La ricerca scientifica ha affrontato il tema con serietà crescente a partire dagli anni Duemila. Uno studio pubblicato nel 2015 nel Journal of Sleep Research ha analizzato gli effetti di sonnellini di diversa durata, dal rapido "power nap" di cinque minuti fino ai riposi di novanta minuti. I risultati erano netti: i sonnellini tra i venti e i trenta minuti generavano un miglioramento misurabile della vigilanza, della memoria di lavoro e della capacità di concentrazione, senza gli effetti collaterali negativi. Una ricerca della NASA del 1995, ancora citata come punto di riferimento, aveva già stabilito che un riposo di ventisei minuti migliorava le prestazioni dei piloti del quaranta percento. Nel frattempo, l'Istituto Superiore di Sanità ha riconosciuto il pisolino come parte di una corretta igiene del sonno, purchè non superi determinati limiti di durata.
Le cose che si dicono ma non stanno in piedi
Circola l'idea che il sonnellino pomeridiano sia sempre dannoso per il sonno notturno, un precursore dell'insonnia. Non è così. Una ricerca del 2019 ha dimostrato che i sonnellini brevi, fino a trenta minuti, non interferiscono significativamente con la qualità del sonno notturno in persone sane. Il vero rischio arriva solo quando il riposo supera i quarantacinque minuti o l'ora: lì il corpo entra in una fase di sonno profondo e il risveglio diventa difficile e confusionale. C'è anche chi sostiene che dormire di giorno sia una forma di pigrizia o di debolezza. Non è una questione di carattere, ma di neurobiologia.

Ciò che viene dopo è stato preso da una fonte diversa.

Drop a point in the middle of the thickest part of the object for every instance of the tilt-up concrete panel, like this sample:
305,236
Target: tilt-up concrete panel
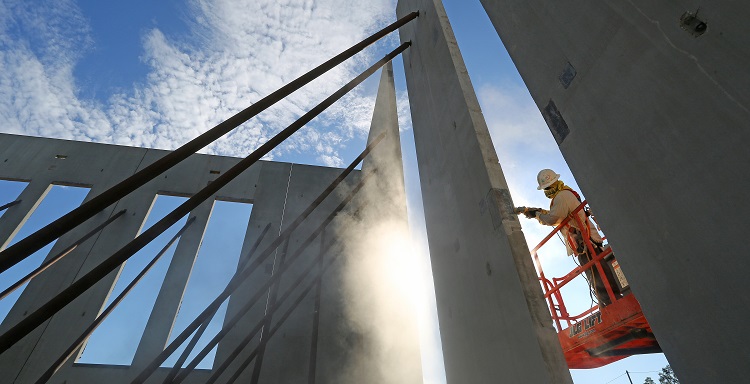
494,324
649,102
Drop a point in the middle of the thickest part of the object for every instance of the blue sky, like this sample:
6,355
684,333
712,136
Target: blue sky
158,73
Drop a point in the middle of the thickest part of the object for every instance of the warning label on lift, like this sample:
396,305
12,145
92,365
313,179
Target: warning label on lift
586,326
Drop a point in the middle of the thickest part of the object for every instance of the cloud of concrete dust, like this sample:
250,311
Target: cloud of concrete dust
383,282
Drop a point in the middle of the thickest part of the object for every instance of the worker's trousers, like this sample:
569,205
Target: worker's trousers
596,283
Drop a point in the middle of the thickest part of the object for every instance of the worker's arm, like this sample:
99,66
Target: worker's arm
559,210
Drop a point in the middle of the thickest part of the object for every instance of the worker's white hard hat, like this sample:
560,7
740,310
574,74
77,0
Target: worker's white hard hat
546,177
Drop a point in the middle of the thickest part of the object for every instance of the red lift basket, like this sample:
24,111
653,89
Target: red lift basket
599,335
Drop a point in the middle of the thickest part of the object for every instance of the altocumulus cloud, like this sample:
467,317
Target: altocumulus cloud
234,53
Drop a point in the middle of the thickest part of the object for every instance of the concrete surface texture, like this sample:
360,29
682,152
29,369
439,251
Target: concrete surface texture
494,324
308,347
650,103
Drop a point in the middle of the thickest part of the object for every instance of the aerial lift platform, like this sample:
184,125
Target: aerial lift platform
601,334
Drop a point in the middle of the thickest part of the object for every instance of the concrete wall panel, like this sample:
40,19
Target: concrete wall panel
480,262
658,125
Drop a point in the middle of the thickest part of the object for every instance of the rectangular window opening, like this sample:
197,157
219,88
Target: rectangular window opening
115,341
9,192
58,201
216,263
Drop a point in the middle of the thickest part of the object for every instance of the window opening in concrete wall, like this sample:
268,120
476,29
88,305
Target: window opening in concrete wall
116,339
58,201
216,263
9,191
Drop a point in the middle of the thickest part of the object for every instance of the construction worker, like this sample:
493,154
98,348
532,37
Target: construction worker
564,201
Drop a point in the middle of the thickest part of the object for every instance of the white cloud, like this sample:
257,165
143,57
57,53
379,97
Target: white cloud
235,53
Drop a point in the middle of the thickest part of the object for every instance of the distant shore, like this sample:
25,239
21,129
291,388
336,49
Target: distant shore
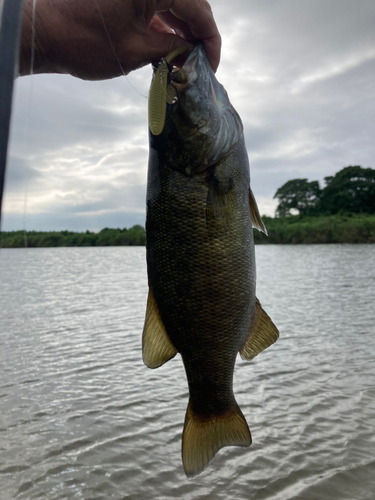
347,228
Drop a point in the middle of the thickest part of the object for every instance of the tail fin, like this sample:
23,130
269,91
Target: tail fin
203,437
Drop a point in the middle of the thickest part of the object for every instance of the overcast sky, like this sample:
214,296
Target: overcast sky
301,74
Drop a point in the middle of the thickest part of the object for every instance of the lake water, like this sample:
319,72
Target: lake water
82,417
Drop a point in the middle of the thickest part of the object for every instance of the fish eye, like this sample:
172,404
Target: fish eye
180,76
172,94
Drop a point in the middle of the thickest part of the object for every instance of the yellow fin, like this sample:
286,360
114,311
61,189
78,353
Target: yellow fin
157,348
256,219
203,437
263,333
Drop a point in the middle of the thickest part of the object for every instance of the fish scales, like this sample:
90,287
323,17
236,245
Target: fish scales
201,262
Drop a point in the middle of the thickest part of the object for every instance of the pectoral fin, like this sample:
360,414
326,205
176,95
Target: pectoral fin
263,333
256,219
157,348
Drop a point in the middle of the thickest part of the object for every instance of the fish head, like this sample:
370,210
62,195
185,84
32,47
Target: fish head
201,125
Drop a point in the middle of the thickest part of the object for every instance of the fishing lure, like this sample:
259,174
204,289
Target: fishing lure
161,92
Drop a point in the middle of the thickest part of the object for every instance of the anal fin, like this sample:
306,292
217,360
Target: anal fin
263,333
256,219
157,347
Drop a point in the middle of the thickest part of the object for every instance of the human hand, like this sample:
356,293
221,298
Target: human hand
101,39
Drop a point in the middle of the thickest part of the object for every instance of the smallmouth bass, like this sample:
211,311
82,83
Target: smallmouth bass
200,252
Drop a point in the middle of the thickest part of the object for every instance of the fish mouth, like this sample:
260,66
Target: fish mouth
207,103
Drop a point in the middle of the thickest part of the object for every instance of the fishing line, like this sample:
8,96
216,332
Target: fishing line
28,114
10,28
114,50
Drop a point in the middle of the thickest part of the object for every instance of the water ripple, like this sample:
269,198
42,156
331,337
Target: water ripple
82,417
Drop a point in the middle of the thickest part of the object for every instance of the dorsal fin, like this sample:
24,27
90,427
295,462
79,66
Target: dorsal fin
256,219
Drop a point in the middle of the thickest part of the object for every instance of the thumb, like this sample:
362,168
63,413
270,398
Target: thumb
160,44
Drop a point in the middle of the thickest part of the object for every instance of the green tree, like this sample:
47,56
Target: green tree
298,194
352,189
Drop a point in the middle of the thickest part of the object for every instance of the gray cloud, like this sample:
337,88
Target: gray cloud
300,73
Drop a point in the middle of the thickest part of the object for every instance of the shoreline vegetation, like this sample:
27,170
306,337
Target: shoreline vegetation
293,229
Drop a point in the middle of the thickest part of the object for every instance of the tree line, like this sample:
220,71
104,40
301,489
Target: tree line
351,190
341,212
134,236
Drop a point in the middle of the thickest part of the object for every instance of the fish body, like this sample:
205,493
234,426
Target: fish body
200,259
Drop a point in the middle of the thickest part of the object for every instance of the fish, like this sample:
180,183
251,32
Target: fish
200,252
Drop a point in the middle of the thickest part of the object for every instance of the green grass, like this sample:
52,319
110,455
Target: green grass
346,228
349,228
135,236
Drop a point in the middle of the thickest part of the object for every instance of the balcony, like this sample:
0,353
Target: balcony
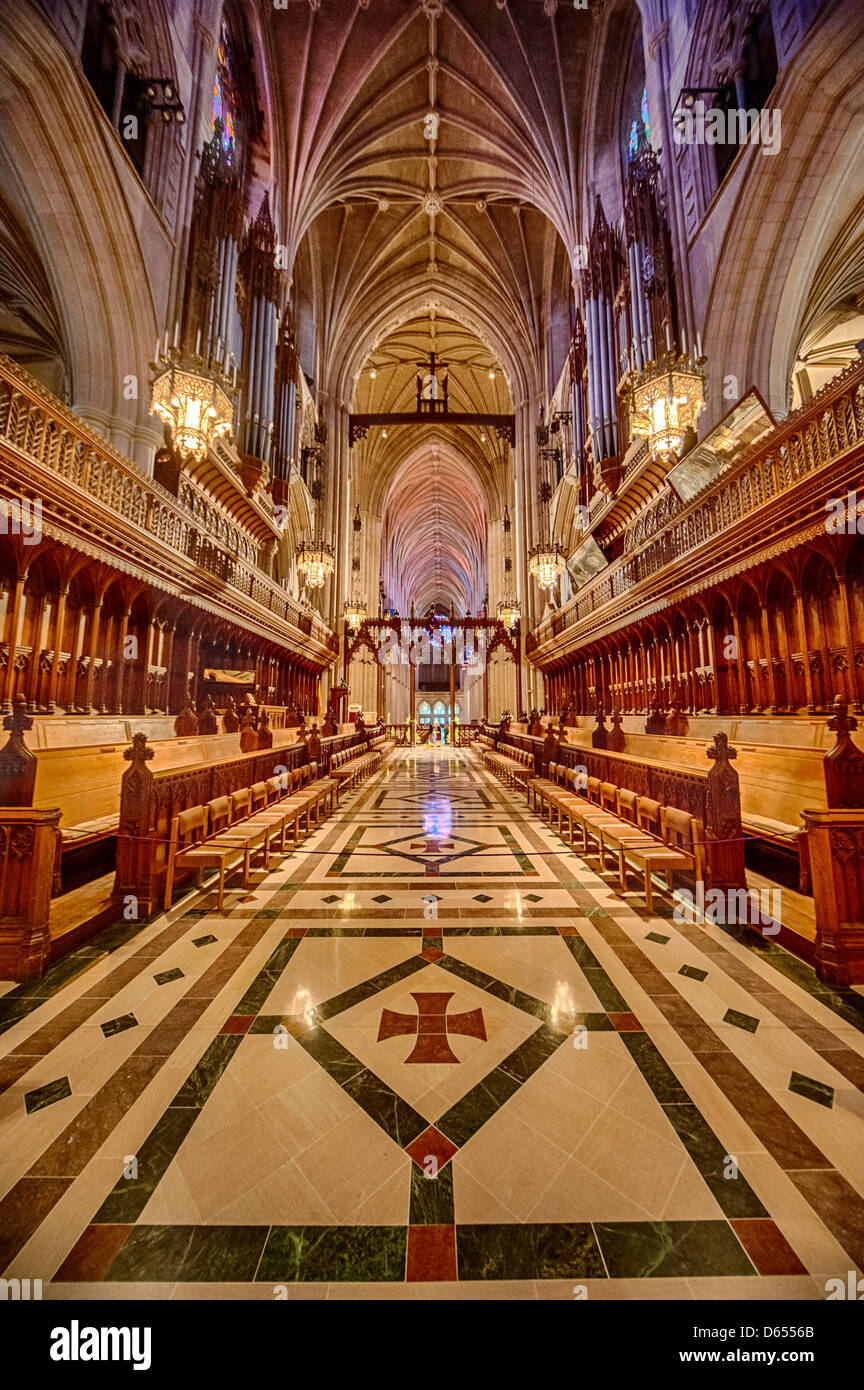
774,498
96,501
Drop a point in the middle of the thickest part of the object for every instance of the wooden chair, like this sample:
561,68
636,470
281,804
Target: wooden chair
190,848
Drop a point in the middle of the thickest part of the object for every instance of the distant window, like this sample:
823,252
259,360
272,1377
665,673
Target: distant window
641,129
753,88
222,100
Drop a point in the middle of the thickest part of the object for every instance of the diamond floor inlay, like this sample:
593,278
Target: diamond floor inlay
402,1090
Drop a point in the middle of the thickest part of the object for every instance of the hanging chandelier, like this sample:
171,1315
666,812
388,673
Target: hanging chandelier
509,609
316,560
666,399
193,398
546,562
546,559
354,608
354,613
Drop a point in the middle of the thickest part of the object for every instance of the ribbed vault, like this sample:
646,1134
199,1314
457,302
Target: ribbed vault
434,533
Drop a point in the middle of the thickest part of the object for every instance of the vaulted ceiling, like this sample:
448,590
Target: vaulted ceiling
428,174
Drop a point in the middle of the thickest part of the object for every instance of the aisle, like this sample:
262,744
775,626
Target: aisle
431,1055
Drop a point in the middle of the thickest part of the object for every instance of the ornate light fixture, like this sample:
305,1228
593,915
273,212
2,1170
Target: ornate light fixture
666,399
354,608
317,558
546,559
195,398
509,609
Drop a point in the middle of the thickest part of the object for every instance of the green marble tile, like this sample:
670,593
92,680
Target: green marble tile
478,1105
224,1254
671,1250
741,1020
431,1203
603,987
268,975
656,1072
329,1054
334,1254
528,1251
381,1102
152,1254
734,1194
203,1079
165,976
339,1002
47,1094
813,1090
129,1196
531,1054
693,972
120,1025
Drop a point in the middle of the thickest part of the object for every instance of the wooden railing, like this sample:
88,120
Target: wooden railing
811,438
38,424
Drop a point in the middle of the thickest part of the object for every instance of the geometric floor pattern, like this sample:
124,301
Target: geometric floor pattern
431,1054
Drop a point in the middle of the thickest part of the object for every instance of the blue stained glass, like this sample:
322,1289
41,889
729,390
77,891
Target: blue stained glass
221,109
641,120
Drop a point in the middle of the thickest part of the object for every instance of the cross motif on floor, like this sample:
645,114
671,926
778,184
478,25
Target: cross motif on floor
431,1026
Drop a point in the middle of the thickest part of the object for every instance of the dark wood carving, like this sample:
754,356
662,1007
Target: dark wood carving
723,816
614,738
207,719
266,734
186,723
17,762
845,762
599,737
249,737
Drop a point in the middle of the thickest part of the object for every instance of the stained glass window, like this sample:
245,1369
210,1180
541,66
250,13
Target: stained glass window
642,120
222,106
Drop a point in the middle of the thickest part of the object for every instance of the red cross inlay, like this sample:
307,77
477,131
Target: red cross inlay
432,1025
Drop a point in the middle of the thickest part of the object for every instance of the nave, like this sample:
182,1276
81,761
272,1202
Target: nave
431,1054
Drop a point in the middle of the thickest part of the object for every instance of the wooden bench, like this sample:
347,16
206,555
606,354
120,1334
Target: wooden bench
514,767
638,830
227,831
709,791
382,745
352,766
150,798
85,780
778,780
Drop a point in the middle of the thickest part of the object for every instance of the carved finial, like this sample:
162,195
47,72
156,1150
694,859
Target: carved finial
720,749
18,722
139,752
842,722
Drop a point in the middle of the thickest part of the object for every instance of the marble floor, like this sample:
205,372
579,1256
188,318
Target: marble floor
431,1054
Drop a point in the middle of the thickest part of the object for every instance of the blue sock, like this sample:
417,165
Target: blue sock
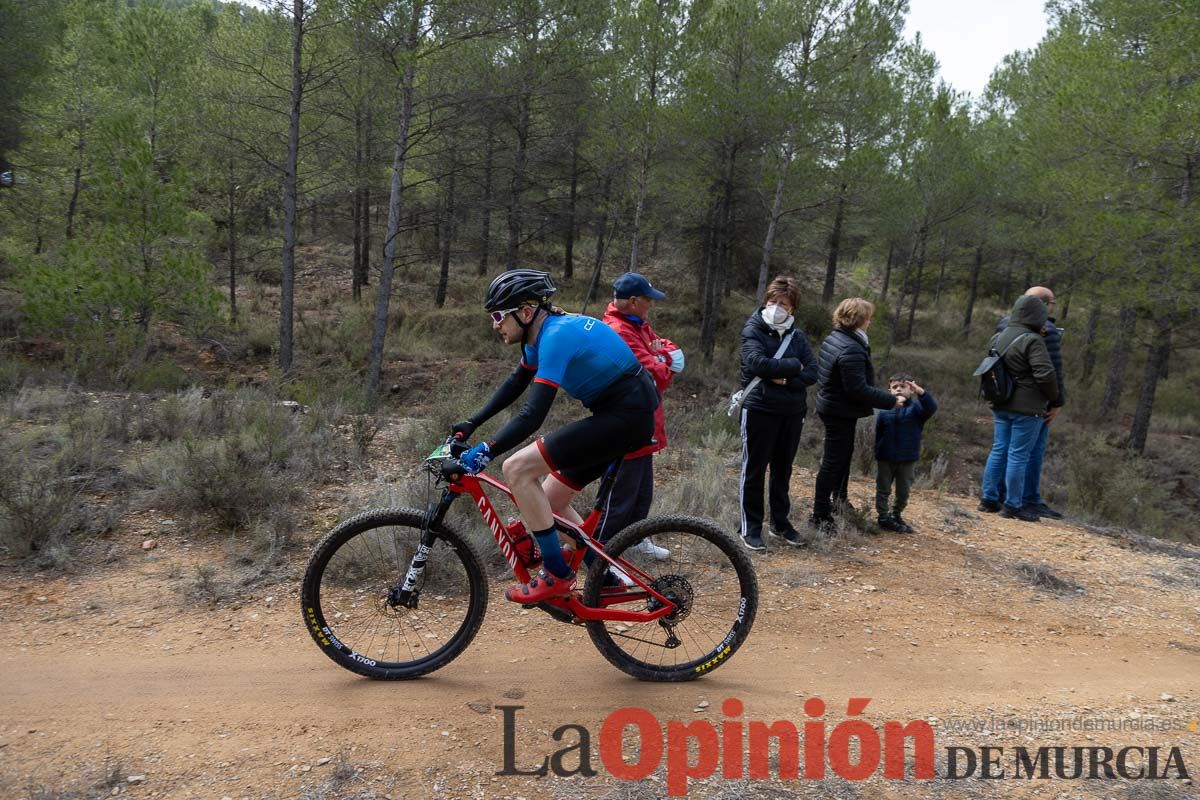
551,552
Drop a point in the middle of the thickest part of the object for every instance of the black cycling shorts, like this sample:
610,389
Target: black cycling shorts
622,421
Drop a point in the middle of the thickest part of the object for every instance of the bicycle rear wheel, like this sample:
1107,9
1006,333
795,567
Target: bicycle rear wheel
706,575
351,589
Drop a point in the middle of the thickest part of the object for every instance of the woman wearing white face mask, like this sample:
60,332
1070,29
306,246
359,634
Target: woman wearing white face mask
773,414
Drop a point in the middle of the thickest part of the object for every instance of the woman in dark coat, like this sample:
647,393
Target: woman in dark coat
773,414
846,392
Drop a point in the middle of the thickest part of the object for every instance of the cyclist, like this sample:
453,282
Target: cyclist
589,361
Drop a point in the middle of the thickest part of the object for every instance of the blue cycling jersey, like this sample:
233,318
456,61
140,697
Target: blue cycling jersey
579,354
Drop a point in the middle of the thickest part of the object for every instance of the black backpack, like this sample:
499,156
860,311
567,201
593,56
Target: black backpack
996,385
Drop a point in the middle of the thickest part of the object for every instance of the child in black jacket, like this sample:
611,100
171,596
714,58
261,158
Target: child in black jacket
898,447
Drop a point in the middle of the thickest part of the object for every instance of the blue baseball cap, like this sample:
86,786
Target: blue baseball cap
634,284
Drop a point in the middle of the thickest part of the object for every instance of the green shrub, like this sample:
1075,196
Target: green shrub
1110,486
159,374
234,479
41,504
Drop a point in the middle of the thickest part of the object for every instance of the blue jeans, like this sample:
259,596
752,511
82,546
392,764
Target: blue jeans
1033,471
1013,441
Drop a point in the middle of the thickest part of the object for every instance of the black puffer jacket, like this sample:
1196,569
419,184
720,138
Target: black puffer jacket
760,344
846,378
1053,336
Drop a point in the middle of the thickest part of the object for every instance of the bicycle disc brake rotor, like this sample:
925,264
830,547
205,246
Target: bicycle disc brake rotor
678,590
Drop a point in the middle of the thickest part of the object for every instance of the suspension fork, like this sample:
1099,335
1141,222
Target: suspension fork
407,594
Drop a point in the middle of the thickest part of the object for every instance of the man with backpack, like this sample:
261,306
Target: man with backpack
1053,336
1024,384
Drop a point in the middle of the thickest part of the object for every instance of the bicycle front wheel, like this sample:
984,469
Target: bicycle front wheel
354,609
703,572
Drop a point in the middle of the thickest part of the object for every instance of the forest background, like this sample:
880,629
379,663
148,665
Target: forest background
238,240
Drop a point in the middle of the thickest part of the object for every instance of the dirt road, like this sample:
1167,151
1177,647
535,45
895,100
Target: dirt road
117,681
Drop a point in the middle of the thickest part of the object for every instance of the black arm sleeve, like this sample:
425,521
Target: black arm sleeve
511,389
528,419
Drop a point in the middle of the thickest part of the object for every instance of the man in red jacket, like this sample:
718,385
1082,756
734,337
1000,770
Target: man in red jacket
633,298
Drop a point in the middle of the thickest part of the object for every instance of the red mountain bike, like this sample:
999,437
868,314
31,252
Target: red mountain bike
399,593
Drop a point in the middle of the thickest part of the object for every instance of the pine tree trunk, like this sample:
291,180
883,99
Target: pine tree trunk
719,266
1165,372
639,203
594,282
941,274
357,211
972,290
1117,362
233,245
1093,326
707,232
447,236
76,186
834,247
887,269
517,185
1156,362
369,158
768,244
916,288
904,292
395,206
569,250
485,226
287,282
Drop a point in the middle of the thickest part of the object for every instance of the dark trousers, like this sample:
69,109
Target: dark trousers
833,477
767,440
903,474
630,498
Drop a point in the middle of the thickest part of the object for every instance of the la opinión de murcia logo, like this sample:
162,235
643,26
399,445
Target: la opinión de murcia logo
853,750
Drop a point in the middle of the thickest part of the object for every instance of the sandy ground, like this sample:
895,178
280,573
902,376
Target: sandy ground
118,683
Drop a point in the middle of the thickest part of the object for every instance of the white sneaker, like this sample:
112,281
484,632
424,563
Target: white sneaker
647,547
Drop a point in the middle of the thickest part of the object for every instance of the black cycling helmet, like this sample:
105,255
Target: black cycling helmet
517,287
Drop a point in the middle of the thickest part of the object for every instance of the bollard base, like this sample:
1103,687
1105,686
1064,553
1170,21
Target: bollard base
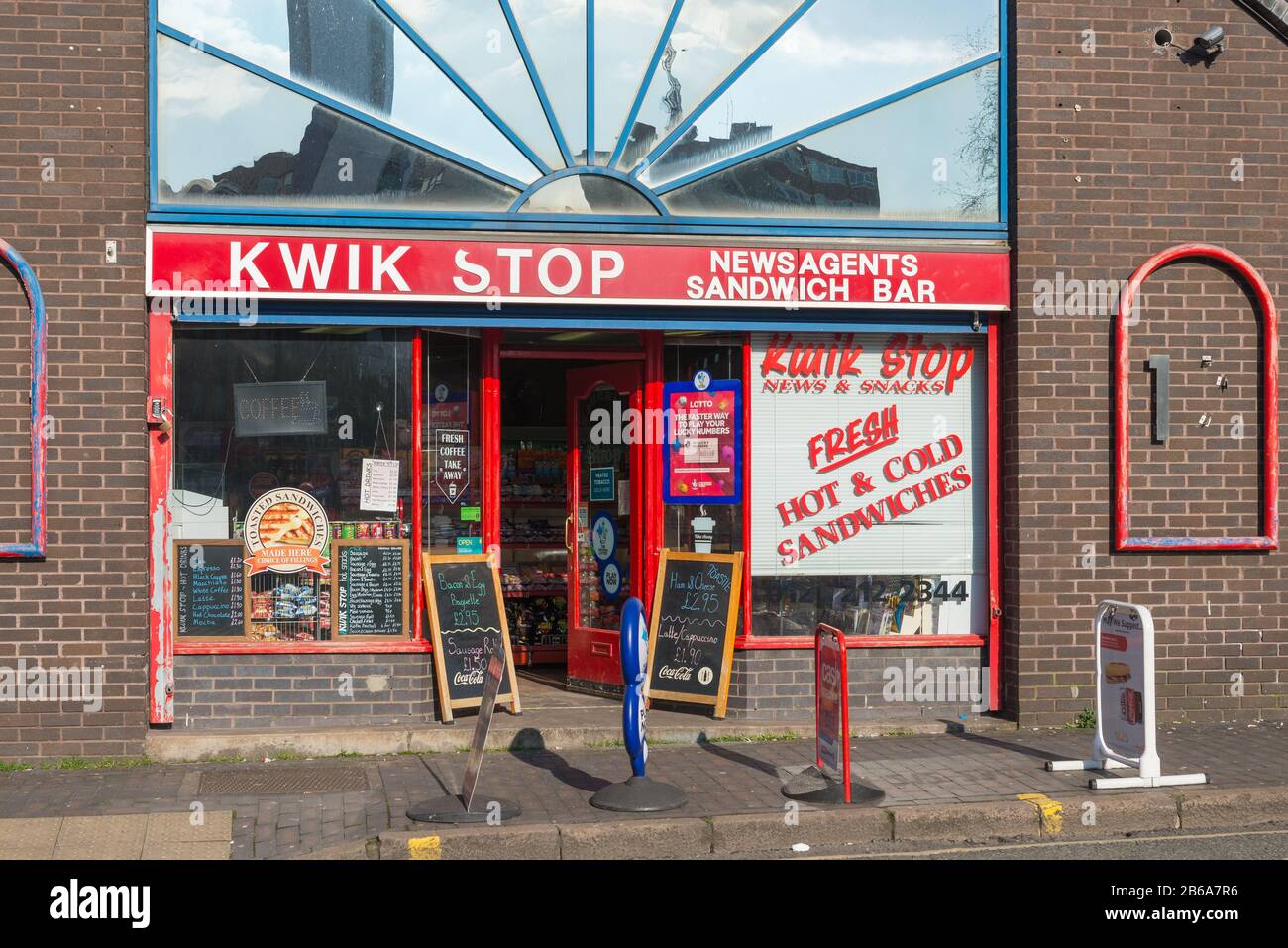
639,794
451,809
811,786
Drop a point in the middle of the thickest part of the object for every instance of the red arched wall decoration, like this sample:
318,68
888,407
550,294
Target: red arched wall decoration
35,548
1269,540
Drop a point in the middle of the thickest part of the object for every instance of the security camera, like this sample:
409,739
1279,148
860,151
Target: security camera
1211,40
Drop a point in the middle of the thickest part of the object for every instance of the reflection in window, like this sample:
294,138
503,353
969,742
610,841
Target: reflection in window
475,39
932,156
833,59
555,34
709,39
626,37
588,193
228,137
352,52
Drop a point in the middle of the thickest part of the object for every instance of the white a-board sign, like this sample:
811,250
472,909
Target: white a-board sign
1126,732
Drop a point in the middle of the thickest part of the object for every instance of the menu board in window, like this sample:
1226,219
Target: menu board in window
692,629
209,588
468,626
372,596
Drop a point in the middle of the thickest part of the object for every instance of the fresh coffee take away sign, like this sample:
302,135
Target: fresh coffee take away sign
209,263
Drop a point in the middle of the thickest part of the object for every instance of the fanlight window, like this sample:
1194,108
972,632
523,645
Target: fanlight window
741,112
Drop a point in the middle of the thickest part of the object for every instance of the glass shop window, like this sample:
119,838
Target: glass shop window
868,483
291,494
454,443
695,526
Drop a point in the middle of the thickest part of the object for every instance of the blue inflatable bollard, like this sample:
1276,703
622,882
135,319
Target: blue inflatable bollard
638,793
634,674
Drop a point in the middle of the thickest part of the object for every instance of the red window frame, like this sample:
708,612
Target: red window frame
1124,539
162,646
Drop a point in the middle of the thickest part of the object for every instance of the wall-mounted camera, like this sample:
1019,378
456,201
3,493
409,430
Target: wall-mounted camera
1207,46
1211,42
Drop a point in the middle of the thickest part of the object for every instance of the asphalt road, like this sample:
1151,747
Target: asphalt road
1249,844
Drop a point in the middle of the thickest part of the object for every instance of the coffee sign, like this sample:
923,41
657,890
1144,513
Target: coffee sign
468,626
694,625
279,407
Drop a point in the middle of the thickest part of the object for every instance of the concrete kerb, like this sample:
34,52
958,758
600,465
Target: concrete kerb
1119,814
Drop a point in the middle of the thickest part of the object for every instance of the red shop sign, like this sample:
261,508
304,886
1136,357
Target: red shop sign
191,263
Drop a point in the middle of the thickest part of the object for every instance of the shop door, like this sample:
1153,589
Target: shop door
604,528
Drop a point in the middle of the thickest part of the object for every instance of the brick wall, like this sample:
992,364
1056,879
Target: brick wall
72,175
1121,153
778,685
259,691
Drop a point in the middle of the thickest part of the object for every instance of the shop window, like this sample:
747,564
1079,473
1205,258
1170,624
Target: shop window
697,527
344,50
452,29
868,483
555,35
932,156
454,443
835,58
588,193
732,112
295,151
626,35
284,443
708,40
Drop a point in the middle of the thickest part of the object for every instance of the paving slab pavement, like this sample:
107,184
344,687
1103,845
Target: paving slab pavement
121,836
983,775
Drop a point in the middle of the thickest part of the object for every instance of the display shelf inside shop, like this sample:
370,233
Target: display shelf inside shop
533,557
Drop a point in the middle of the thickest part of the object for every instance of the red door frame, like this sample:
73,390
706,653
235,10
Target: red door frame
625,377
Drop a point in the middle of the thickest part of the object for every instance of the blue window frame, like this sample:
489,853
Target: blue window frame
840,117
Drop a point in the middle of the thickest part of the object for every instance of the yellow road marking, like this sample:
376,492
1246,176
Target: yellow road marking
1117,840
1052,813
425,848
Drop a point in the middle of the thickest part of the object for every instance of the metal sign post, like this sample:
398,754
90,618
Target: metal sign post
460,809
829,780
1126,732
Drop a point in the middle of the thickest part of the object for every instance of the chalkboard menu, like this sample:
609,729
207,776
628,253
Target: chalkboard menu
370,587
467,621
692,629
209,588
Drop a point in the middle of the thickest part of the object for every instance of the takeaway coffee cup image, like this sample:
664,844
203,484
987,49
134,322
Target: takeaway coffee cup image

Il nostro ritmo circadiano ha effettivamente una dip, una valle di sonnolenza, nel pomeriggio, indipendentemente da quanto abbiamo dormito bene la notte precedente.
Il sonnellino pomeridiano ideale inizia quando si sente veramente il bisogno, non quando si sta al di là della finestra. Una camera buia, una temperatura fresca, il telefono spento: sono le condizioni minime. Venti minuti è il tempo perfetto se il vostro obiettivo è rimanere vigili fino a sera. Se invece avete una giornata di lavoro ancora molto lunga davanti, potete estendere fino a trenta minuti. Lo smartphone deve rimanere lontano, ma è utile impostare una sveglia per evitare di superare il tempo limite. Alcuni studi suggeriscono che bere un caffè subito prima di dormire, così da avere la caffeina pronta ad agire al risveglio, può aumentare l'effetto energizzante del sonnellino. Sembra controintuitivo, ma funziona perché il caffè impiega circa venti minuti per fare effetto, giusto il tempo della siesta breve.
Quello che conta, alla fine, è riconoscere il sonnellino pomeridiano come uno strumento reale e non come un'ammissione di sconfitta. Il tuo corpo sa quello che ti serve.